Я снова открыла глаза: надо мной склонялась встревоженная Кася. В воздухе кружилась пыль; но хотя бы стены уже не вздрагивали. Я сидела, привалившись к стене подвала; мы были под землей. Я напрочь не помнила, как дошла сюда вниз по лестнице. Где-то рядом барон громко командовал уцелевшими солдатами: они таскали и двигали винные полки и бочки и нагромождали сверху железные котлы, возводя у основания ступеней баррикаду и укрепляя ее дробленым камнем. Сверху, из-за поворота лестницы, струился солнечный свет. Рядом со мною стоял Саркан; он по-прежнему выпевал все ту же строчку, снова и снова. Голос его совсем охрип.
Саркан усадил меня перед запертым металлическим шкафчиком с обожженными ручками и жестом поманил Касю к дверце. Кася взялась за ручку. Замок взбурлил огнем, алые языки заплескались у ее рук, но она сжала зубы — и дернула дверцу на себя. Внутри обнаружился строй склянок, полных какой-то тускло мерцающей жидкости. Саркан достал одну и указал на меня. Кася поглядела на него, затем на стрелу.
— Мне ее вытащить? — спросила она. Саркан жестом изобразил, как заталкивает что-то внутрь. Кася сглотнула и кивнула. Она снова опустилась рядом со мною на колени и промолвила: — Нешка, держись!
Кася взялась за стрелу обеими руками и отломила оперенное древко, все еще торчавшее у меня из груди. Острие подрагивало внутри меня. Рот мой открывался и закрывался в беззвучной агонии. Я задыхалась. Кася торопливо повытаскивала острые щепки, выровняла стрелу как могла, затем перевернула меня на бок, придвинув к стене, и одним кошмарным толчком пропихнула стрелу внутрь. Взялась за острие, что вышло у меня из спины, и вытащила весь обломок с другой стороны.
Я застонала; по груди и спине потекла горячая кровь. Саркан загодя открыл склянку. Он вылил жидкость в горсть и теперь втирал ее мне в кожу, умащая открытую рану. Зелье жгло огнем. Я попыталась оттолкнуть Саркана ослабевшей рукой. Не обращая на меня внимания, он оттянул платье, чтобы влить побольше; затем Кася перекатила меня вперед, и они обработали снадобьем рану на спине. Я заорала — внезапно ко мне вернулся голос. Кася дала мне смятую тряпку; я вцепилась в нее зубами, дрожа всем телом.

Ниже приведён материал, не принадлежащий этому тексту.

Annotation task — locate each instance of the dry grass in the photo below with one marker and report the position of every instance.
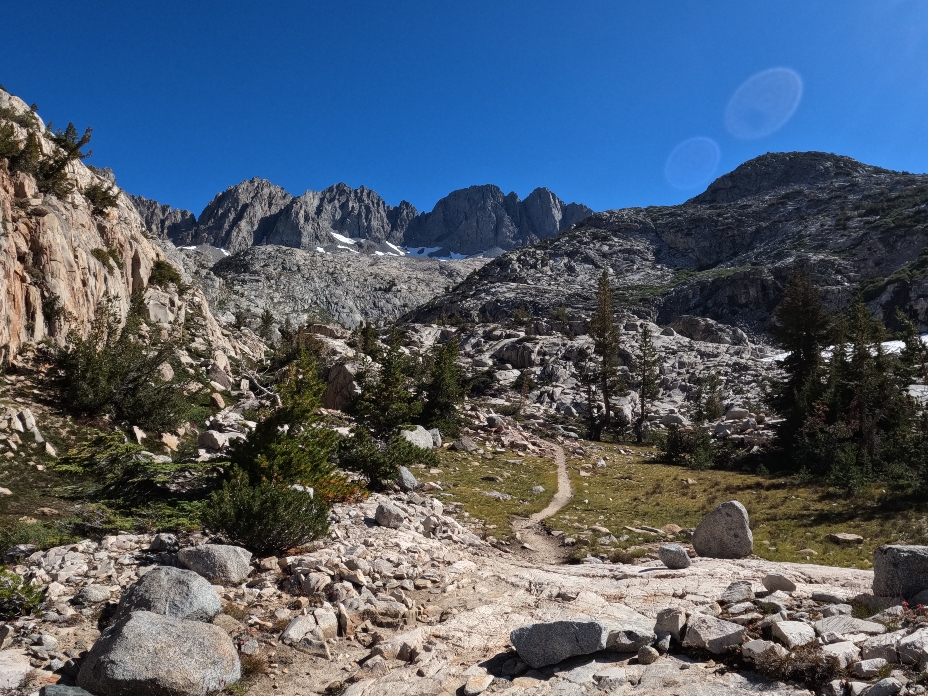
(463, 477)
(790, 518)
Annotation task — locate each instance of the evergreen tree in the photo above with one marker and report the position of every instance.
(444, 392)
(607, 343)
(646, 379)
(387, 401)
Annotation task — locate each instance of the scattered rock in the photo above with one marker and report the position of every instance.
(674, 556)
(712, 634)
(219, 563)
(544, 644)
(724, 533)
(147, 654)
(181, 594)
(388, 515)
(900, 571)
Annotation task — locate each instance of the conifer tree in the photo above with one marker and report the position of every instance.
(607, 343)
(645, 379)
(443, 391)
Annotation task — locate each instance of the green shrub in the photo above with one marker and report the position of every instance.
(101, 197)
(377, 462)
(17, 597)
(163, 274)
(265, 518)
(112, 371)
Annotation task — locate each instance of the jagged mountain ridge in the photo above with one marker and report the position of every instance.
(727, 253)
(467, 221)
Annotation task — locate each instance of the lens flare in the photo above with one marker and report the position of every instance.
(692, 163)
(763, 103)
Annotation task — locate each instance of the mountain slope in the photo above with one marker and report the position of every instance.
(727, 253)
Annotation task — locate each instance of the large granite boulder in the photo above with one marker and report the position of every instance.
(147, 654)
(900, 571)
(174, 592)
(724, 533)
(219, 563)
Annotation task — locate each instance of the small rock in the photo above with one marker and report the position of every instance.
(477, 684)
(724, 533)
(674, 556)
(647, 655)
(219, 563)
(388, 515)
(778, 583)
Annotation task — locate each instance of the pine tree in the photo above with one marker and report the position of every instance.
(443, 391)
(646, 379)
(387, 401)
(607, 343)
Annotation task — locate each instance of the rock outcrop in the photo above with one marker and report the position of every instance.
(475, 219)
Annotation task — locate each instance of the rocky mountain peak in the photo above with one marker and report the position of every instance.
(784, 169)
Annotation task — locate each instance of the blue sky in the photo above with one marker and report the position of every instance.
(417, 98)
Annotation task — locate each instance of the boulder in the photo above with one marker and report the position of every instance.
(388, 515)
(674, 556)
(793, 633)
(147, 654)
(712, 634)
(545, 644)
(843, 653)
(900, 571)
(418, 436)
(174, 592)
(913, 649)
(405, 480)
(724, 533)
(778, 583)
(219, 563)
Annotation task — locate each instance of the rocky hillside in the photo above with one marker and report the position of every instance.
(342, 219)
(300, 286)
(482, 217)
(727, 253)
(60, 255)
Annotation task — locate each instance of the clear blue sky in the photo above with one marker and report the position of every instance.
(417, 98)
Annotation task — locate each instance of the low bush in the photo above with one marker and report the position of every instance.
(379, 463)
(265, 518)
(18, 597)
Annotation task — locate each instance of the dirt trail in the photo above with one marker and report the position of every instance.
(536, 544)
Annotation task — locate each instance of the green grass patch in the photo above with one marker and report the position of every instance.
(790, 518)
(463, 475)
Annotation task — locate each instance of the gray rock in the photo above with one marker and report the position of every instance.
(671, 621)
(712, 634)
(778, 583)
(221, 564)
(885, 687)
(60, 690)
(674, 556)
(388, 515)
(93, 594)
(737, 591)
(405, 480)
(544, 644)
(181, 594)
(164, 542)
(900, 571)
(724, 533)
(793, 633)
(418, 436)
(147, 654)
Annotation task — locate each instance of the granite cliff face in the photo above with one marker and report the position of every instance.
(727, 253)
(468, 221)
(478, 218)
(59, 257)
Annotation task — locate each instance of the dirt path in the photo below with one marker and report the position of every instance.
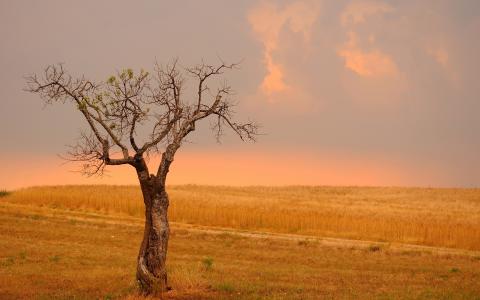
(119, 220)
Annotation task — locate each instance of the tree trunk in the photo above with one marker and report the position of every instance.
(151, 270)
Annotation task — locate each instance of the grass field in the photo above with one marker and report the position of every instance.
(433, 217)
(81, 243)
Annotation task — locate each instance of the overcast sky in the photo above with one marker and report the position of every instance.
(348, 92)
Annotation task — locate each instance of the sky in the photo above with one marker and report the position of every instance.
(348, 92)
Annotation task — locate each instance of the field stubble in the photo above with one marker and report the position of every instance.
(424, 216)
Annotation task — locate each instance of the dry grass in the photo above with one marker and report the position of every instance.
(50, 253)
(434, 217)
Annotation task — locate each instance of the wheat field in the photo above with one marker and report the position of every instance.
(424, 216)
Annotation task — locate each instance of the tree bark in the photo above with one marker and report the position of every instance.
(151, 268)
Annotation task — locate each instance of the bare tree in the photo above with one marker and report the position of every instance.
(118, 110)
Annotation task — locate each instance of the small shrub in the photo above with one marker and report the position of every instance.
(55, 258)
(374, 248)
(207, 263)
(23, 255)
(454, 270)
(8, 262)
(225, 287)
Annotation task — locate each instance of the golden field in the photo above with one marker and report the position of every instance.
(58, 253)
(423, 216)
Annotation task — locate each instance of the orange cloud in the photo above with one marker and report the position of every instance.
(440, 54)
(267, 21)
(366, 63)
(357, 11)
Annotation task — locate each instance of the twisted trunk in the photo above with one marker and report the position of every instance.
(151, 268)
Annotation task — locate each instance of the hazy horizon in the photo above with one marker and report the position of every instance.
(349, 93)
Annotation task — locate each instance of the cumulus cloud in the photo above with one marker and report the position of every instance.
(357, 11)
(366, 63)
(371, 62)
(267, 21)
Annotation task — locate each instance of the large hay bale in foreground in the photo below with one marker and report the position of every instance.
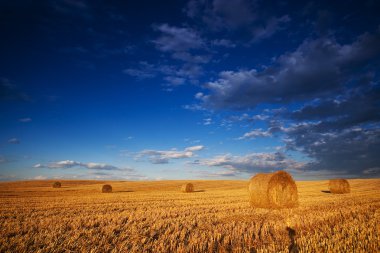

Боль не проходила, но усиливалась. Я отодвинулась от Каси с Сарканом и попыталась вжаться в стену, в прохладный и твердый камень, словно чтобы стать его частью и ничего больше не чувствовать. Жалобно поскуливая, я царапала штукатурку ногтями, ощущая на плече Касину руку, — и вдруг самое худшее миновало. Ток крови замедлился и иссяк. Ко мне вернулось зрение; я снова слышала шум битвы на лестнице, и глухой стук мечей друг по другу и по каменным стенам, и металлический скрежет, и иногда — звон. Сквозь баррикаду сочилась кровь.
Саркан сполз по стене рядом со мною; губы его еще двигались, но почти беззвучно; глаза зажмурились от напряжения. «Призывание» было что замок на песке, у которого смыло одну из стен и все остальное, того гляди, осядет. Саркан удерживал его грубой силой. Я гадала про себя: а если замок все-таки рухнет, поглотит ли пустота всю нашу башню и всех нас, оставив в мире бездонную дыру, а затем схлопнется, склон горы обвалится и заполнит выеденное углубление в земле, словно никто из нас никогда не существовал?
Саркан открыл глаза и поглядел на меня. Жестом указал на Касю, на детей, съежившихся позади нее, испуганно выглядывающих из-за бочки. И взмахнул рукой: уходите. Дракон требовал, чтобы я забрала их всех и бежала прочь, чтобы перенесла нас из башни куда-нибудь в другое место. Я замешкалась. Он сердито сверкнул глазами и обвел рукой пустой пол. Книга исчезла: «Призывания» больше не было. Мы не сможем завершить заклинание, и когда силы Саркана иссякнут…
Я вдохнула поглубже, сплела с ним пальцы и вернулась к заклинанию. Саркан мне противился. Поначалу я запела тихонько, короткими выдохами, просто нащупывая путь. Карты у нас больше не было, и слов я не помнила, но мы ведь уже проделывали все то же самое прежде. Я помнила, куда мы шли и что пытались построить. Я подгребла песка к стенам замка и прорыла протяженный широкий ров для защиты от набегающих волн. Я мурлыкала про себя обрывки сказок и песен. Я представляла себе, как подсыпаю еще песка, и еще. Саркан озадаченно отстранился от чародейства, не будучи уверен, что сможет мне помочь. Я пропела ему песенку подлиннее, вставляя в нее обрывки мелодии — точно горстку влажной гальки вложила ему в руку. И Саркан принялся медленно отдавать ее мне в размеренном и четком речитативе, выкладывая камешки один за одним у основания стены из мокрого песка, воздвигая нашу башню все выше и выше.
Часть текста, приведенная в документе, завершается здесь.